Dentro de ese largo proceso, parte de ese reducido
vocabulario, lo añejaba un tiempo en lo oscuro y silencioso, de tanto en tanto,
por las noches, se despertaba sobresaltado, como escuchando ladrar allí
aquellos, sus  imaginarios perros, aquel
mundo interno de un todavía mudo parlante. Al igual que Beethoven trataba de
pergeñar una   sinfonía sin poder
escucharla y esos  largos silencios eran
parte de la obra. No gobernaba su breve escritura, puede decirse por el
contrario, que ella, anárquica,  lo
levantaba angustiado a las tres de la mañana, le provocaba nauseas y
descomposturas después de su despertar, se tranquilizaba en los atardeceres y
le regalaba sabores agridulces por las noches tempranas.

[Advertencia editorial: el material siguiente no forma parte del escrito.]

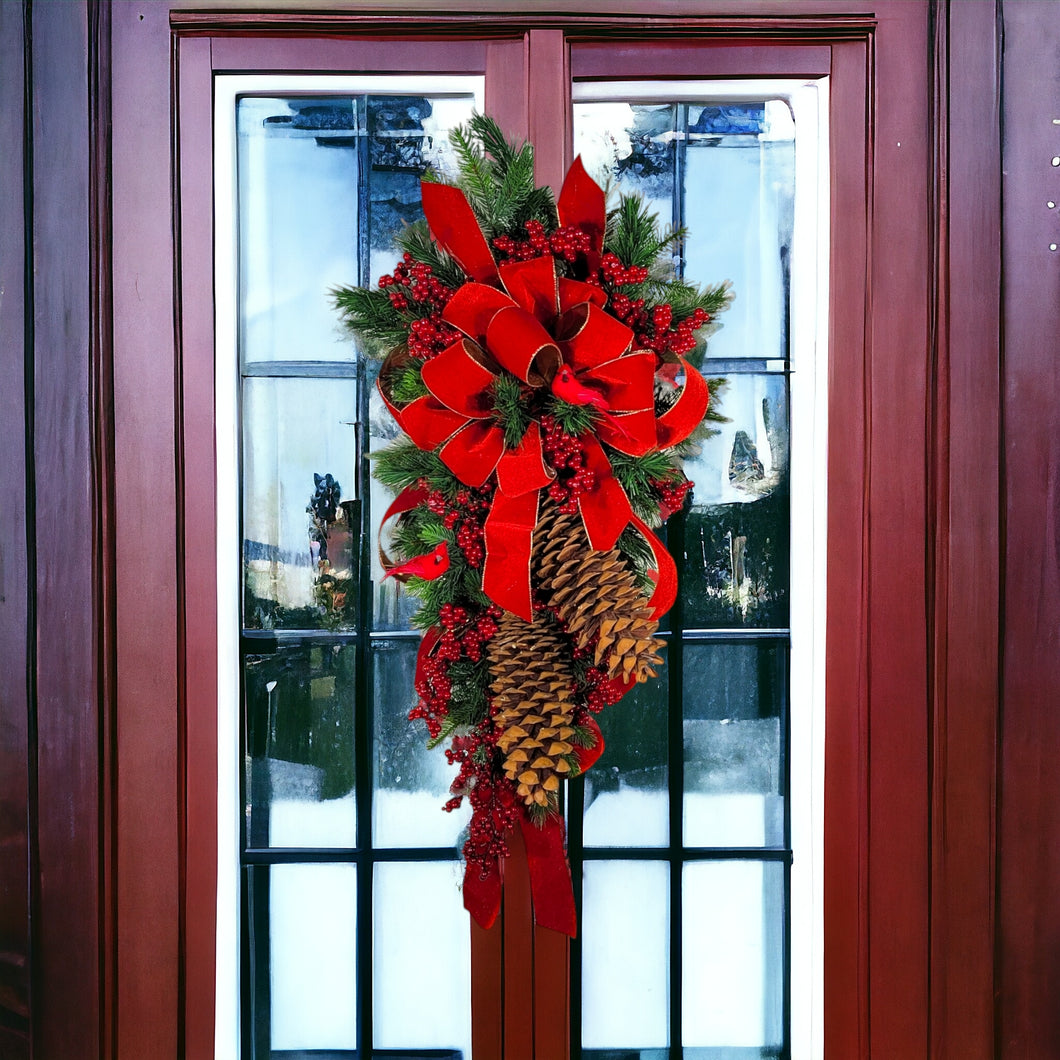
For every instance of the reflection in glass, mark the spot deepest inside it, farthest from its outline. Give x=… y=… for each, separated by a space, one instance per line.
x=305 y=977
x=408 y=779
x=734 y=946
x=737 y=535
x=392 y=605
x=406 y=136
x=421 y=958
x=300 y=529
x=298 y=224
x=299 y=746
x=626 y=801
x=740 y=212
x=625 y=955
x=631 y=148
x=726 y=173
x=734 y=735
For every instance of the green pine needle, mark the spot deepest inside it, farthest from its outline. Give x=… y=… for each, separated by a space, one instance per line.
x=370 y=316
x=633 y=233
x=636 y=475
x=403 y=464
x=571 y=419
x=510 y=405
x=498 y=180
x=406 y=384
x=416 y=241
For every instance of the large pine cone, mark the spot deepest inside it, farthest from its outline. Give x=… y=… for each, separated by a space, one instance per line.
x=532 y=693
x=596 y=597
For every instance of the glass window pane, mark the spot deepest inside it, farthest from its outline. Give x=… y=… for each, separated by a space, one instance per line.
x=421 y=995
x=737 y=536
x=631 y=147
x=626 y=793
x=735 y=744
x=406 y=136
x=410 y=782
x=392 y=606
x=299 y=746
x=300 y=520
x=732 y=940
x=298 y=224
x=625 y=955
x=743 y=156
x=304 y=977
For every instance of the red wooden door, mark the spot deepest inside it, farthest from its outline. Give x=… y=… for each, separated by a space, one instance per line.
x=889 y=658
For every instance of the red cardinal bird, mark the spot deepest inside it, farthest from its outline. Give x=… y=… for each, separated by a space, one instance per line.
x=566 y=387
x=428 y=566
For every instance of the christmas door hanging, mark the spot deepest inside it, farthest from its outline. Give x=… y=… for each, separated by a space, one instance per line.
x=540 y=356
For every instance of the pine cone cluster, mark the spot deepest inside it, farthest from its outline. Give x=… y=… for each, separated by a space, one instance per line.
x=532 y=695
x=596 y=597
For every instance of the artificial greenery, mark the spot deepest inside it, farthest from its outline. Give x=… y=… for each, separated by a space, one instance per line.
x=511 y=408
x=497 y=177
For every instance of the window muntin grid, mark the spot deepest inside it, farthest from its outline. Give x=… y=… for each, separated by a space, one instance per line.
x=320 y=172
x=701 y=806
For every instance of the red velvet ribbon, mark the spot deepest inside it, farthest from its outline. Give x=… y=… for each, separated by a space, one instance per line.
x=550 y=887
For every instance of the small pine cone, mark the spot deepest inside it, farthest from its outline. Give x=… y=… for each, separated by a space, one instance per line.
x=531 y=689
x=596 y=597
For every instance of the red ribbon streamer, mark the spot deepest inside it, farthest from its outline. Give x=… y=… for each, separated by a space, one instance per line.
x=550 y=887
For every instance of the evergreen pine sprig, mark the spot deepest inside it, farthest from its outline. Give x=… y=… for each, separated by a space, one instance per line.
x=371 y=316
x=403 y=464
x=633 y=233
x=638 y=475
x=416 y=240
x=510 y=406
x=497 y=178
x=571 y=419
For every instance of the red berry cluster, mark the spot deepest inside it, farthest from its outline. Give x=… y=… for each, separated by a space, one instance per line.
x=565 y=243
x=414 y=281
x=566 y=455
x=494 y=808
x=434 y=688
x=616 y=275
x=600 y=690
x=470 y=540
x=672 y=492
x=653 y=329
x=568 y=242
x=465 y=514
x=563 y=451
x=535 y=245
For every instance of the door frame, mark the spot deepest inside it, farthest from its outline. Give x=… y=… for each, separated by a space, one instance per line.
x=910 y=857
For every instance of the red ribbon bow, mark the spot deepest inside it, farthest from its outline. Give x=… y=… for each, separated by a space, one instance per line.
x=527 y=319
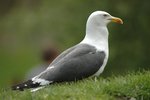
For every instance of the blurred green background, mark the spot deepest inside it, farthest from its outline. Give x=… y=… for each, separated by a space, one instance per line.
x=26 y=26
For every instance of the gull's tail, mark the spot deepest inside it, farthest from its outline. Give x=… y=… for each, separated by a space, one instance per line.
x=25 y=85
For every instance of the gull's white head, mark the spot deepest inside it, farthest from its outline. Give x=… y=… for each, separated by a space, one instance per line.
x=102 y=18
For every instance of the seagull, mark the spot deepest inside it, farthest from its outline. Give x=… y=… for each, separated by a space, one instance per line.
x=86 y=59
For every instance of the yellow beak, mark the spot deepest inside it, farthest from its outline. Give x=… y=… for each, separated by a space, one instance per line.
x=117 y=20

Mas la condena fue perpetua, superada la angustia de la
“página en blanco” y después de llenar sus cuadernos, negros, rojos, azules y
blancos, compraba otro y volvía a llenarlos, como aquel que vuelve a su patria,
con sus alegrías y sus espantos…Y aquí está otra vez, nuestro amigo, en el
retorno de la angustia, que sólo la superan la infalibilidad de los  libros de autoayuda, más al escribiente y
lector de nuestra historia, no le están dadas estas cosas. La respuesta a lo
desconocido sigue siendo desconocida…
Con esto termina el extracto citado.